Evidently, Russia is bidding to play a more active role on the Korean Peninsula and in Northeast Asia as a whole. By reactivating its policy on Pyongyang, Moscow is sending messages to Seoul, Tokyo, Washington and Beijing. These should be properly understood.
The message to Seoul is that Moscow has regained a bit of influence in the North, which it can use in dealing with the South. This can refer both to stability-building economic projects, such as the proposed Trans-Korean gas pipeline and the rail link, and to security concerns such as the nuclear issue and the military standoff across the Demilitarized Zone.
Clearly, Moscow expects Seoul to stay away from the US-led sanctions drive against Russia. The Kremlin regards the sanctions as a means of war, and considers the sanctioning countries as unfriendly.
If Seoul wants to keep the good relationship with Moscow that emerged at the end of the Cold War, and even fill part of the niche vacated by Germany, it needs to protect its economic ties to Moscow from US pressure to curtail them.
The message to Tokyo is different. Japan has already crossed the line, in terms of anti-Russian sanctions. In response, Russia is toughening its position toward Japan. The window for resolving the long-running territorial dispute over the South Kuril Islands has closed. Rather than balancing China, as Japanese Prime Minister Shinzo Abe had hoped, Moscow is getting closer to Beijing, in both energy and military spheres.
Russia is also bolstering its own geopolitical and military presence in Northeast Asia.

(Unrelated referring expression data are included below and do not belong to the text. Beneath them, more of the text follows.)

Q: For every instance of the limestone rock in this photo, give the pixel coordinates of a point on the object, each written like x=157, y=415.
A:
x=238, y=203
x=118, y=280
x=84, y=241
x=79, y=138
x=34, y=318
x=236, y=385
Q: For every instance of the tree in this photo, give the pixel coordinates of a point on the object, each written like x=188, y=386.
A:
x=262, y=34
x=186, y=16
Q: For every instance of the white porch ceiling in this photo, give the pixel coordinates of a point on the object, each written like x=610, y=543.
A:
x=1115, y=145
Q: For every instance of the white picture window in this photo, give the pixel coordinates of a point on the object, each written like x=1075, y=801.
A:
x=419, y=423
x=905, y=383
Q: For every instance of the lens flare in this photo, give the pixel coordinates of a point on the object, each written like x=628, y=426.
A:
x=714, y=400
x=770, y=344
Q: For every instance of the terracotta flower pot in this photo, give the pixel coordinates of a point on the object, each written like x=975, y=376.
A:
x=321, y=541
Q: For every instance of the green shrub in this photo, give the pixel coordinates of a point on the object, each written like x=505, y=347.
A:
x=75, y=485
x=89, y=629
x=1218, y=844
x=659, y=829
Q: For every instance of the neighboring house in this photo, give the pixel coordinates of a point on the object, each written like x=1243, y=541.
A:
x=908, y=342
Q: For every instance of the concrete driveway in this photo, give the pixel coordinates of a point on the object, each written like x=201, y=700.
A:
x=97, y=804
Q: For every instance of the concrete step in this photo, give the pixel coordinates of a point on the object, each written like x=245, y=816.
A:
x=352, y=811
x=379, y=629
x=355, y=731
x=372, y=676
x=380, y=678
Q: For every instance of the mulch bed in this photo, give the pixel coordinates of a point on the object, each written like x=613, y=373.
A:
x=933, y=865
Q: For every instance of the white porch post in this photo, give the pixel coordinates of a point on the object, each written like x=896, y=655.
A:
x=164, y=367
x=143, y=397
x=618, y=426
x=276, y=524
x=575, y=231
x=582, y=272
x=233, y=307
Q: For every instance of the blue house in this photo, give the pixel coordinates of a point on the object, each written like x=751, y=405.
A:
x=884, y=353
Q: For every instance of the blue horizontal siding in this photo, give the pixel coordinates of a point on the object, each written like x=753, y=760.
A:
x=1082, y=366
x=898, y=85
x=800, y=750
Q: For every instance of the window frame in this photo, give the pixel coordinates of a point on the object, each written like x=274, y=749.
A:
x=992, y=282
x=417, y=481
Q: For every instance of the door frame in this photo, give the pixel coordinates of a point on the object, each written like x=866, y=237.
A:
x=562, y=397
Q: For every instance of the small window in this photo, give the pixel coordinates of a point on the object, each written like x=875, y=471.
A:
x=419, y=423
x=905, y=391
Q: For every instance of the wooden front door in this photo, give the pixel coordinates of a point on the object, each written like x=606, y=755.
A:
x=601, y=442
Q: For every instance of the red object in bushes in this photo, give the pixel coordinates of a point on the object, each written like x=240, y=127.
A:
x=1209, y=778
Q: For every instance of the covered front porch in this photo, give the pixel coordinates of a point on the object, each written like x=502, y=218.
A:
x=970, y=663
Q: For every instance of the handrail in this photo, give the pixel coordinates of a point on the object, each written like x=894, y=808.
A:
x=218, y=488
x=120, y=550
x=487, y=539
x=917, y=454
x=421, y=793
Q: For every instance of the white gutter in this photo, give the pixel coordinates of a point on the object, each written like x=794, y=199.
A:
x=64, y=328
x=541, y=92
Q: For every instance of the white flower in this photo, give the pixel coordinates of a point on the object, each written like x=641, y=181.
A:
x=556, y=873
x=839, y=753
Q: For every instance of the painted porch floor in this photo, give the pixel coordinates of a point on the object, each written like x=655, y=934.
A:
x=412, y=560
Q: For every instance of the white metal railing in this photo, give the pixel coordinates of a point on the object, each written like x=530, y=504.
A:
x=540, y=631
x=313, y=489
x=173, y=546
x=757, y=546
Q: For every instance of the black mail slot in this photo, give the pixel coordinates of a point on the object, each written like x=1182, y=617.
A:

Following Washington's policy on Russia has its costs for Tokyo.
Washington, which now brands Russia as a member of the new "axis of evil," alongside the IS and Ebola, has, for the first time since the end of the Cold War, gained a major adversary.
Even though most Americans continue to see Russia as a declining power, the new confrontation promises to be long and tough. US strategic planners will have to factor Russia back in also in the Pacific, where China has emerged at the pinnacle of the Kissingerian triangle of Washington, Moscow and Beijing.
The message to Beijing is more subtle and much friendlier. Russia recognizes China's strength, respects its interests, and regards it as a close partner, valuing highly the relationship with it.
At the same time, Russia sees itself as a great power in its own right, which acts out of its own set of interests and underlying values.
To Beijing, Moscow can be a friend, but not a follower. Russian and Chinese positions on a great number of issues may coincide or overlap, but even there Moscow will act as its own man.
The Chinese will appreciate it: The Sino-Soviet alliance of the 1950s unraveled when the Russians failed to understand that China, even in its relative and temporary weakness at the time, never stopped thinking of itself as a great power, second to none.
Pyongyang may be tired of Beijing relaying US messages to them. North Koreans may hope to gain something from Moscow, which is now back in long-term conflict with Washington.
However, they, too, need to see the limits of their old game of playing one sponsor off another. To be a real player, North Korea needs to step out of its isolation and reenter the region.
Restarting the Six-Party Talks, as the North Korean leader suggested in his message to Russian President Vladimir Putin, is the right first step. Sending that message through Moscow, under the present circumstances, is a smart move.